Borussia Dortmund only won four of their last nine matches across all competitions, and their win over Besiktas on the final group stage match day in the Champions League wasn’t enough to see them progress out of the group, as their fate had already been determined. For a good portion of that run, they were without Erling Haaland, but he marked is return to action a week before the 3-2, Det Klassiker loss to Bayern.
Hertha Berlin has not had the best of seasons itself, but it has done well to navigate out of the relegation zone. Still, Dortmund CEO Hans-Joachim Watzke said that he felt Dortmund’s fatigue was clearly evident at the end of what was a lackluster “English Week” for them. “We didn’t have a drop of fuel left in the tank. You saw it with Erling, with Marco, nothing worked,” Watzke told Bild (via Sport1), adding that his side had “four-fifths of the defense” missing and saying that Berlin’s pitch was “unworthy of a Bundesliga team.” Pitch conditions were just as poor for Bayern’s midweek trip to Stuttgart, as it seems to be a bit of a consistency that opposition grounds don’t seem to be in the best shape when either Bayern or Dortmund come to town.

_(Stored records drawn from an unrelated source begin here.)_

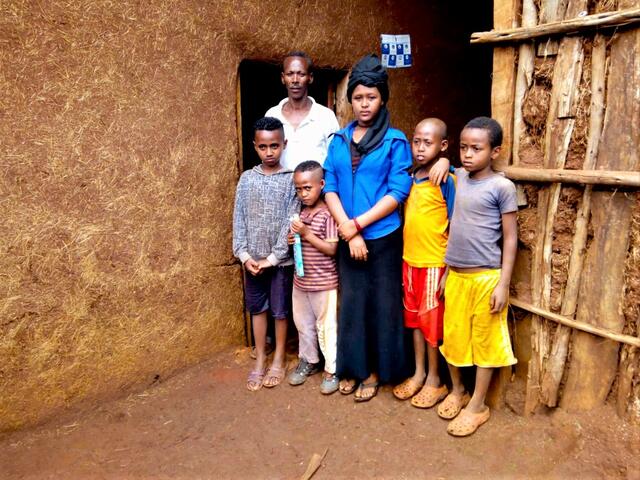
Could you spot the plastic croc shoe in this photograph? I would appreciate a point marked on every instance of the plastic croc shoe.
(329, 385)
(302, 371)
(274, 376)
(452, 405)
(466, 423)
(429, 396)
(407, 389)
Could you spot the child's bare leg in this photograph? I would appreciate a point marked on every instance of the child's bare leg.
(483, 379)
(259, 322)
(418, 348)
(433, 377)
(281, 340)
(457, 387)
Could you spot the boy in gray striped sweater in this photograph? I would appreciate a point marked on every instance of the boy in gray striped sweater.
(265, 200)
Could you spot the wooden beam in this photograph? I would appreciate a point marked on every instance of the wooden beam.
(576, 25)
(505, 13)
(559, 127)
(595, 364)
(524, 78)
(504, 78)
(555, 367)
(578, 325)
(580, 177)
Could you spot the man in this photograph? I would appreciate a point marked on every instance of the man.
(307, 124)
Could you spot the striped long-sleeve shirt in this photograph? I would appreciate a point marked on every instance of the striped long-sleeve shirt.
(263, 207)
(319, 269)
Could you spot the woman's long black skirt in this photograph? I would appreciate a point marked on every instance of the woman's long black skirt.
(370, 323)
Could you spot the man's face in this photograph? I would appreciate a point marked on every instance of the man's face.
(296, 77)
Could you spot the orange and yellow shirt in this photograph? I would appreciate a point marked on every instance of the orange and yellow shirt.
(426, 224)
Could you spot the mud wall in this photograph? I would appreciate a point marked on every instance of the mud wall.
(119, 160)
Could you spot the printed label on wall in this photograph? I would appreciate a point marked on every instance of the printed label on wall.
(396, 50)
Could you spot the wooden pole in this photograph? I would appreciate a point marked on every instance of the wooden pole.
(594, 363)
(560, 345)
(560, 122)
(524, 77)
(550, 11)
(580, 177)
(504, 77)
(576, 324)
(502, 97)
(575, 25)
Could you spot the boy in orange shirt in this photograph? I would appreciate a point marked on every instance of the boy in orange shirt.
(426, 228)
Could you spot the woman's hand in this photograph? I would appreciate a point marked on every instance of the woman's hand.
(440, 171)
(358, 248)
(443, 282)
(300, 228)
(252, 267)
(499, 298)
(347, 230)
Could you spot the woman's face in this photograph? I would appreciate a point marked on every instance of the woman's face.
(366, 103)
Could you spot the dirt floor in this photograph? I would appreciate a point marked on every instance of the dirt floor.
(203, 423)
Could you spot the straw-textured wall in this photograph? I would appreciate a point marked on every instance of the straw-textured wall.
(119, 161)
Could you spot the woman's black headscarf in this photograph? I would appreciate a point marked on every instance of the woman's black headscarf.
(370, 73)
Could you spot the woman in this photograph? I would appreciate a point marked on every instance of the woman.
(367, 178)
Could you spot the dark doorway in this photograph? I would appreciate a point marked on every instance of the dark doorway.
(261, 89)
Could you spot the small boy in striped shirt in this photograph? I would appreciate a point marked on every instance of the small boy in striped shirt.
(315, 294)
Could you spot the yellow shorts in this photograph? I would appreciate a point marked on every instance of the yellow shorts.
(472, 334)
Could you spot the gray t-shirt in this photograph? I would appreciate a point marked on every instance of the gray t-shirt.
(475, 232)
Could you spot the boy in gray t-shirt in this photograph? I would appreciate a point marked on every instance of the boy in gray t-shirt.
(479, 273)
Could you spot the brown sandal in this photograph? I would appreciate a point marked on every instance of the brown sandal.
(429, 396)
(452, 405)
(467, 423)
(407, 389)
(255, 380)
(347, 386)
(275, 373)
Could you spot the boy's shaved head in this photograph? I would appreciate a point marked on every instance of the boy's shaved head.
(439, 126)
(310, 166)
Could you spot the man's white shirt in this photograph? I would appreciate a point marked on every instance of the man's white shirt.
(310, 141)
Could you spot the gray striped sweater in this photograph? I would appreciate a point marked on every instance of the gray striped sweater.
(263, 206)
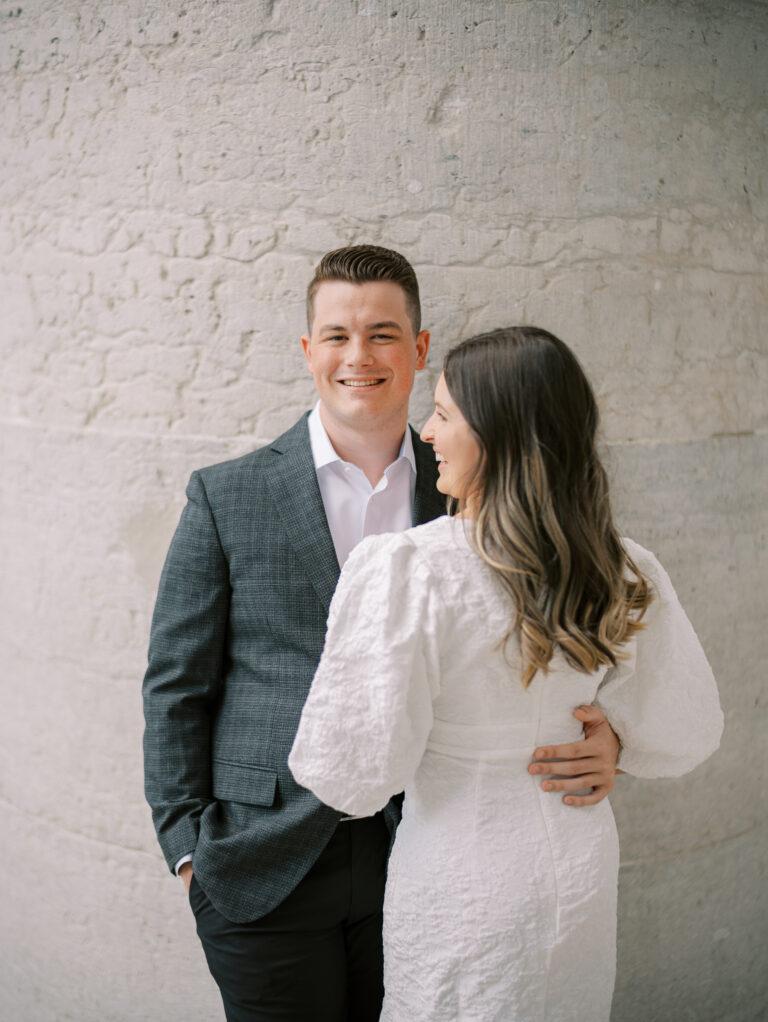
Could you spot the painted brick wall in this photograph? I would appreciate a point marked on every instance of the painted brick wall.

The result in Berlin was the last thing going into the Bundesliga’s winter break period that Dortmund would’ve wanted. While it will be a great opportunity for some rest and regeneration for the players in the squad, the nine point gap behind Bayern will be increasingly difficult to make up in the Ruckrunde, especially having already lost to their rivals once. After the loss to Berlin, Watzke wasn’t interested in trying to congratulate Bayern for ending the first half of the season with the nine point gap. “It depends on the claim. We wanted to get closer. But that also means that and Bayern have to come a little closer. The way they play, you can’t get close,” he explained.
Watzke has also been outspoken before about his admiration of Joshua Kimmich and feels that players of his caliber, and having more of them, is the big difference between Dortmund and Bayern. “80 million difference in salary, of course you can sign ten world-class players more. Moreover, they do it well, have the most money and do it well,” he said. He knows just how vital the dual pivot of Kimmich and Leon Goretzka is for Bayern as well as the German national team, but realizes you’d have to pay “20, 25 million euros salary” to have them. “From this quality, it’s hard to do,” he said, even though he knows they’re “top, you simply have to say that,” in his own estimation.
Dortmund has a history losing some of its top stars to Bayern, and with the financial gaps between the two clubs, Watzke knows that if Kimmich and Goretzka were both at Dortmund, they would’ve left by now. “At Bayern they extended, at us they probably would have been gone again,” he said, suggesting that they’re success would’ve resulted in them leaving for Bayern.